Chapter Two

12 0 0
                                    

October 2019

            When Ikarus woke, there was light.

            He blinked his eyes and wondered where he was. For a moment, nothing came to him except a fog of thought. Then, as his head began to clear, he remembered the accident but not how it had happened, the sound of screaming that he was pretty sure came from his own lips, the woman (or was she a girl?) who had spoken to him, helped him. He remembered the snippets of conversation at the hospital that moved around him like bees, buzzing in and out of his head.

            Hospital, he thought. I’m at the hospital.

            When Ikarus opened his eyes, however, he wondered if he was in a hospital in the pits of hell. Looking around him, he saw that the floors were dirty and covered in grime and there were black spots that looked like burn marks all along the walls. The window to his room had been smashed open and shards of glass littered the floor like diamonds.

            Turning to his right, Ikarus saw that all the machines hooked up to him had stopped working. The heart monitor screen was black and the bags that held fluids were empty. He carefully detached the needles from his skin, he swung his feet to the floor and waited for the dizziness to pass.

            He pressed the call button for the nurse but the light above his door didn’t go on. He figured it no longer worked, much like the rest of the electrical equipment. He stood carefully and went to the small bureau that stood beside his bed. Opening if, he found his wallet, keys and clothes, all placed neatly in one of the drawers. There was a layer of dust on them. He wondered when his parents had last been to see him, wondered how long he had been out. He had only been brought in last night…

            “What the hell is going on?” He said out loud. Ikarus’ voice was hoarse from disuse. He needed water. He needed to find someone to help him. Carefully, he took off the hospital robe and dressed. He ached all over, as if he had slept for years instead of days. How could a hospital go to hell like this in only one night? He thought.

            Was it really only one night through? He looked for his watch in his pile of belongings but the watch had stopped in December of 2010. He looked outside and saw only a haze along the horizon. What day was it? Had he been asleep one night or one year? Ikarus didn’t know.

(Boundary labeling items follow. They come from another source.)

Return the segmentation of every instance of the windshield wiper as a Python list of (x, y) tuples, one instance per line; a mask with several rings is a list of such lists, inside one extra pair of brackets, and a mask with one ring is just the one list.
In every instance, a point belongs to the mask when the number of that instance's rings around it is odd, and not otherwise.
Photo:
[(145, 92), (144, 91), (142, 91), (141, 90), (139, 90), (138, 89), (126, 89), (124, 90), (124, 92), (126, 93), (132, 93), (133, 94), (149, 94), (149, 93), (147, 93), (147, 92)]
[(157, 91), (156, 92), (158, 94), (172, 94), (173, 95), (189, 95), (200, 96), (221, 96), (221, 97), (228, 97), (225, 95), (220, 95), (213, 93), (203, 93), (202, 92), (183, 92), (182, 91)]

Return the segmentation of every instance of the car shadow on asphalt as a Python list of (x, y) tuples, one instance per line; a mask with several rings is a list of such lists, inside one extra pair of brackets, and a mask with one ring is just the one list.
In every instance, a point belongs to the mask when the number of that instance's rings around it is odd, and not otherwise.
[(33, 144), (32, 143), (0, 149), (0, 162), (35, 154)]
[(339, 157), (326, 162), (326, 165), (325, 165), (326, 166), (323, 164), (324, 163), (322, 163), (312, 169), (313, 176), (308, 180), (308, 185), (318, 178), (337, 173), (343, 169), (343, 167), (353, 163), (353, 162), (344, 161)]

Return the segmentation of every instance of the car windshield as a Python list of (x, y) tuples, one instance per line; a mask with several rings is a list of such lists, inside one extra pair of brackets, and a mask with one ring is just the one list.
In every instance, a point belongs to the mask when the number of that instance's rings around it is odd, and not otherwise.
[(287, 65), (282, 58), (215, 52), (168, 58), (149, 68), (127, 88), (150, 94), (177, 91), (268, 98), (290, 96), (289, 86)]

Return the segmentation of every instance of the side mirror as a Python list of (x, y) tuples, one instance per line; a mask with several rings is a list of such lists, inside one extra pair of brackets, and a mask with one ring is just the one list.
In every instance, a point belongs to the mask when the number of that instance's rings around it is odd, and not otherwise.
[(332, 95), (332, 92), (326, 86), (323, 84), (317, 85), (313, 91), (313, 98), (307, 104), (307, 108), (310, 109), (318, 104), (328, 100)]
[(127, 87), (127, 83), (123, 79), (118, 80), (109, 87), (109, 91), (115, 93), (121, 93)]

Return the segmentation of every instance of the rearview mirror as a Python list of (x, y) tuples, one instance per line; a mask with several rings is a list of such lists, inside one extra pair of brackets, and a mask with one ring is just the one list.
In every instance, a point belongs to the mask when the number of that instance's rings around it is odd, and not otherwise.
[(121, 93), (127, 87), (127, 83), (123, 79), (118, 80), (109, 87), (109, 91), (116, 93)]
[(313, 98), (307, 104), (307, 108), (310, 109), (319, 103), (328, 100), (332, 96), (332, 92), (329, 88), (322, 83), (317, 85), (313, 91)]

            When he was finished dressing, he stepped out into the hallway and was violently ill. He ended up on his hands and knees moving back against the door to his hospital room. The floor and walls were covered in blood. Great smears of it streaked the white linoleum. He even spied some blood on the ceiling but couldn’t figure out how it had gotten there.

            He looked up and down the hallway and saw only darkness with the occasional flickering of light. Thankfully he had been sick on the floor and not himself. Shaking, he stood and stepped around it. Instinct told him that it would not be a good idea to call out, that he had to get out of here. Whatever had happened to the hospital could happen anywhere. He had to get to his parents house, had to, had to.

            With his heart hammering in his chest, Ikarus made his way to the elevators but stopped short. The elevator doors were wrenched open and Ikarus looked at the dark slick of blood that led from the middle of the hallway floor into the elevator shaft. Looking in carefully, Ikarus saw that there was blood splatter on the back of the elevator shaft as well, the blood almost black against the gunmetal grey walls. He went to the stairwell door and saw a line of blood there, too, but there was nowhere else for him to go, no other way out.